En cierto modo siempre era todo un acontecimiento ver gente nueva en el vecindario, aunque esperaba que no trajesen problemas, como temían, junto con él, las otras cuatro personas que vivían en la zona cada vez que se acercaba alguien. Y lo peor es que lamentablemente no se trataba aquél de un miedo infundado. Sin embargo, él, que no era optimista en lo tocante a sus congéneres, sí que era una persona moderadamente curiosa. No es que fuera curioso de por sí, pero cuando en la vida de uno casi nunca pasan cosas, ese uno suele mostrarse en algunos aspectos y hasta cierto punto receptivo hacia lo nuevo.
Cogió unos prismáticos que su padre le legó para ver mejor.
Lo que pudo ver al otro lado de sus prismáticos fue a unos hombres subidos a una especie de todoterreno. No estaba seguro, pero parecían atareados y nerviosos, aunque era un poco estúpido hacer conjeturas sobre su estado anímico cuando les separaban tal cantidad de metros. Uno señaló hacia él, y otro a su lado pareció sacar un objeto que no pudo identificar a causa de la distancia.
Él después vio un destello, como un espejo reflejando luz, y oyó un estruendo. Su hubiera habido pájaros allí, habrían echado a volar.

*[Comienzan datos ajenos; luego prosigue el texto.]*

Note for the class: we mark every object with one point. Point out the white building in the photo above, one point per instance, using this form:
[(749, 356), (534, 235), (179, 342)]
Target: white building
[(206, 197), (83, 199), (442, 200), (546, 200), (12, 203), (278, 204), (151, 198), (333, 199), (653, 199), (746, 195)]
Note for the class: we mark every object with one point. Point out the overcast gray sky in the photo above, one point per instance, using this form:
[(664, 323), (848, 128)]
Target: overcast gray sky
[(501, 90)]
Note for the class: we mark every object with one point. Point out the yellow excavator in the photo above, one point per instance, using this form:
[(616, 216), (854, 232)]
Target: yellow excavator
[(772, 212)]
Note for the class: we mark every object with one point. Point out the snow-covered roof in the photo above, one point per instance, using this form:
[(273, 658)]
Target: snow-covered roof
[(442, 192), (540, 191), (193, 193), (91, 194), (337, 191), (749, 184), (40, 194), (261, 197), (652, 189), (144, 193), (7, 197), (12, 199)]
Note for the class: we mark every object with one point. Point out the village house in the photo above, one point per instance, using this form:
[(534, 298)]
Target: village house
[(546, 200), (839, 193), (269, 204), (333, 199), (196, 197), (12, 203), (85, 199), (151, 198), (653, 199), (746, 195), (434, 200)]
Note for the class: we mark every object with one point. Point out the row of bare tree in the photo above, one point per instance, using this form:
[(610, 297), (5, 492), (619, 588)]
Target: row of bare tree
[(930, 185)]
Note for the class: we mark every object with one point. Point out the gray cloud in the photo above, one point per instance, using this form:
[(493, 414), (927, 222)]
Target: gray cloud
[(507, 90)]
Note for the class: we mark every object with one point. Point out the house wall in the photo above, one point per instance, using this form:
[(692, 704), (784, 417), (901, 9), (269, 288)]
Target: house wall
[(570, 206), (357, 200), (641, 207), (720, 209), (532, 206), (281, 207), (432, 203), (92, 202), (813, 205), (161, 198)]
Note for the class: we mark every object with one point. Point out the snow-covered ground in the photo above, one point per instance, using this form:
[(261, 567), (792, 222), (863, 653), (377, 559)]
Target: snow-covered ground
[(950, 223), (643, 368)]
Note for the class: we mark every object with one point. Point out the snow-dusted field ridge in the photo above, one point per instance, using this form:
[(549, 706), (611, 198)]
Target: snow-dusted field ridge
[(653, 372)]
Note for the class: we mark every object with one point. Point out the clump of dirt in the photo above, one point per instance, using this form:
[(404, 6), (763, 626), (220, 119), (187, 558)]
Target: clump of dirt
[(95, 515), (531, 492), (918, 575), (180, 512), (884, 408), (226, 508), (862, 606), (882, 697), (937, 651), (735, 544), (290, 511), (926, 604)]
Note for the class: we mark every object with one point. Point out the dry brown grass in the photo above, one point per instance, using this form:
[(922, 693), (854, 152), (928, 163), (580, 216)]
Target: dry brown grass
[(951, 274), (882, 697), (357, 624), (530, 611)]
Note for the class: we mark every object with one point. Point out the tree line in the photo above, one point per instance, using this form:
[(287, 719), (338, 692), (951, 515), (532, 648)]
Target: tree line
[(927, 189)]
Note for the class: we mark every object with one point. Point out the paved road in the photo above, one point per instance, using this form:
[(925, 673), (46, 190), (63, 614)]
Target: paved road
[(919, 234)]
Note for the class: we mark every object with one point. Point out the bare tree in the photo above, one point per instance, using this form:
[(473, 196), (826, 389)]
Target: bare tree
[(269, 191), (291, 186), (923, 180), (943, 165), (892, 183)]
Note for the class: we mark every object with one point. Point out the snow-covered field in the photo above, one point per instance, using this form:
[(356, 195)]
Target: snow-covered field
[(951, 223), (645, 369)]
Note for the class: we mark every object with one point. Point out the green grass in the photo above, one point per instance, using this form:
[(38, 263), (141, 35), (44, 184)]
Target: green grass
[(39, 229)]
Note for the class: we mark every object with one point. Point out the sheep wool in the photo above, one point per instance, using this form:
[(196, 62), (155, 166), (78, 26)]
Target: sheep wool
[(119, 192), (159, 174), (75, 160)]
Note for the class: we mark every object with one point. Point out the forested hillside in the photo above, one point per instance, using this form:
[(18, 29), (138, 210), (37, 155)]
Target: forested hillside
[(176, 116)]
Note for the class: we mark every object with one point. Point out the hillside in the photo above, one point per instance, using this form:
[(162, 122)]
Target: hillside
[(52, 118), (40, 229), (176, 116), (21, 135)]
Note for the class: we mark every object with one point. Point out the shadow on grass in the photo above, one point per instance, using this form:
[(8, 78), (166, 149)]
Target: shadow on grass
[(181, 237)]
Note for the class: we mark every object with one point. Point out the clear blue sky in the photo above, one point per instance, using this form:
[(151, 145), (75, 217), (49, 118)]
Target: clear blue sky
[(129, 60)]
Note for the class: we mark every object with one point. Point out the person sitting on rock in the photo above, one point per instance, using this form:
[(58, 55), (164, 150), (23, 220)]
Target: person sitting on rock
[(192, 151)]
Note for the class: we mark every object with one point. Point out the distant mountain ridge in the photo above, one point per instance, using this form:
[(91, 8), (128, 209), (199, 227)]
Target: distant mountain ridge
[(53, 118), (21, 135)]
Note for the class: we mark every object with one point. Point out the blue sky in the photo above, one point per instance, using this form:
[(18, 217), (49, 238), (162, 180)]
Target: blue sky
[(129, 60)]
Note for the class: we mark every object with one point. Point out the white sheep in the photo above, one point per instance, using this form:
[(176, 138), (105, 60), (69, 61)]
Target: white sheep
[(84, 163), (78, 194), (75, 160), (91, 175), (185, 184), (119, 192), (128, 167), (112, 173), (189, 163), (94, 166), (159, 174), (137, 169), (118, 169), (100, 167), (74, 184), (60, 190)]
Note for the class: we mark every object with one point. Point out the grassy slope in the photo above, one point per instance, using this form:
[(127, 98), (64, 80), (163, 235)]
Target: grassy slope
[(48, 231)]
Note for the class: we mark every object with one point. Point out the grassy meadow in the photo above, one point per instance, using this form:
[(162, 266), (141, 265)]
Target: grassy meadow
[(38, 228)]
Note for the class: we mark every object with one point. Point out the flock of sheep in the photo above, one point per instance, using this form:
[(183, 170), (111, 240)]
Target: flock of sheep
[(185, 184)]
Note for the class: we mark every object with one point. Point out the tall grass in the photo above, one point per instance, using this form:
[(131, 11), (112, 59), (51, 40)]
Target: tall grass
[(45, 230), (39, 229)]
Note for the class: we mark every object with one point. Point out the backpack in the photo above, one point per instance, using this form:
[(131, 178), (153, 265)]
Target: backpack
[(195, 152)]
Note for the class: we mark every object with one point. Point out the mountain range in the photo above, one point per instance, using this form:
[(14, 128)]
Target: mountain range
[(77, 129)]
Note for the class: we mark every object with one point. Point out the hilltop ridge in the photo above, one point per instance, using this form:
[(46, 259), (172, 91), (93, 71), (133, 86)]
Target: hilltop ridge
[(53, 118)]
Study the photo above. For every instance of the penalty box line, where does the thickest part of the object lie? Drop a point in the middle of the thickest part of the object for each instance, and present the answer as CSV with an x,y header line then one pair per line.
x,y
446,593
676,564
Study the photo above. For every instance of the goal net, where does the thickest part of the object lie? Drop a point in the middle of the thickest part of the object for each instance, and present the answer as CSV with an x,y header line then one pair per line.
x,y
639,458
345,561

Cayó de bruces al suelo. Un dolor agudo se clavaba punzante en su pecho extendiéndose al tiempo por todo su cuerpo, apenas podía ver, y apenas podía percibir nada más allá de aquel dolor. De hecho ni siquiera podía pensar con claridad sobre ese tormento metálico que había agujereado su pecho. No se le ocurrió pensar sobre las posibles causas de aquel disparo, tales como que quizás confundieran sus prismáticos con una mira telescópica; no se le ocurrió pensar sobre qué cosas planeaba hacer hoy, o sobre la vasta insensatez humana, tampoco se le ocurrió pensar sobre el hecho de que iba a morir de un forma estúpida, o si se le ocurrió, eran demasiadas preguntas y pensamientos para un espacio de tiempo tan limitado.
Tan sólo vio a Haru mirándole, ladeando la cabeza. Creyó distinguir angustia en sus ojos, pero todo era muy borroso, perdía el contacto con el mundo.
–Vete. –le dijo a su querida perra en un hilo de voz, ahogado en sangre.
Haru le miró y se tumbó a su lado.
Luego comenzó a aullar.
Eso, como muchas otras cosas, también daba igual.